Then by definition $$\frac{dP}{dL}=p(x, y)\quad\text{and}\quad \frac{dQ}{dL}=q(x, y).$$

Hence $$ q(x, y) = \frac{dQ}{dL} = \frac{dQ}{dP}\frac{dP}{dL} = \frac{e^{xy\theta}}{Ee^{XY\theta}} p(x, y).$$

One can verify $e^{xy\theta}$ is not product-term separable function for $\theta \in (0, 1)$. Further note $p(x, y)$ is product-term separable and $Ee^{XY\theta}$ is a function of $\theta$ (considered a constant).
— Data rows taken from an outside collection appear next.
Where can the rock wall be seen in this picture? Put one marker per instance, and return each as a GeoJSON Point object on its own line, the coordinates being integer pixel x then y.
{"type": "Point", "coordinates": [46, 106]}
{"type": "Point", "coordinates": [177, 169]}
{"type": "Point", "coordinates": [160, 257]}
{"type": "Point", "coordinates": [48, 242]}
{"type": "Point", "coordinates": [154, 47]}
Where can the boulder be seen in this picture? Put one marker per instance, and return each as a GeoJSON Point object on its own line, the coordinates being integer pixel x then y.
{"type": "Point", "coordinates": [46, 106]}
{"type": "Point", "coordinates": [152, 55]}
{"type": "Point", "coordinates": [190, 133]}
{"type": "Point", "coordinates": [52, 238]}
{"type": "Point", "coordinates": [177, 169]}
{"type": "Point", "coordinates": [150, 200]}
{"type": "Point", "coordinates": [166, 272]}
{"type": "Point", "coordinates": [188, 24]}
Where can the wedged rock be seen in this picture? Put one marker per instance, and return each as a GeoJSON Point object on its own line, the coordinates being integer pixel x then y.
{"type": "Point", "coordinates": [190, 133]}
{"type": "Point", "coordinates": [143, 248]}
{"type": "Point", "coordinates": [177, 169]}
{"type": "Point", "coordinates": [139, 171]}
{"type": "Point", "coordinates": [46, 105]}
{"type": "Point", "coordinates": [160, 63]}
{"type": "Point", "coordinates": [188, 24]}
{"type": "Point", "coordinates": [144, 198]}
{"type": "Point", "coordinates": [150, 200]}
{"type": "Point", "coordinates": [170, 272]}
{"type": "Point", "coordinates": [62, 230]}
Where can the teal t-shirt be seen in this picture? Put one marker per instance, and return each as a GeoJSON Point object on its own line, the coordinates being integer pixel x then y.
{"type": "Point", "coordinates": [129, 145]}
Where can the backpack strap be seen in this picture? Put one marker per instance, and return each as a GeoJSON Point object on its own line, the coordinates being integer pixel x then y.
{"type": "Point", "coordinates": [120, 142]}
Hence $q(x, y)$ is not product-term separable. Hence $X, Y$ are not independent under probability measure $Q$.

PS: Noting the moment generation function for a standard normal distribution is $M(t)=e^{\frac{1}{2}t^2}$, $$Ee^{XY\theta}=E_XE_Ye^{(X\theta)Y}=E_Xe^{\frac{1}{2}\theta^2X^2} = \int \frac{1}{\sqrt{2\pi}}exp\left(-\frac{(1-\theta^2)x^2}{2}\right)=\frac{1}{\sqrt{1-\theta^2}}.$$

For separability, one can refer to:theorem 3. If you want to avoid separability, you can calculate the marginal densities and show the joint density is not a product of marginals.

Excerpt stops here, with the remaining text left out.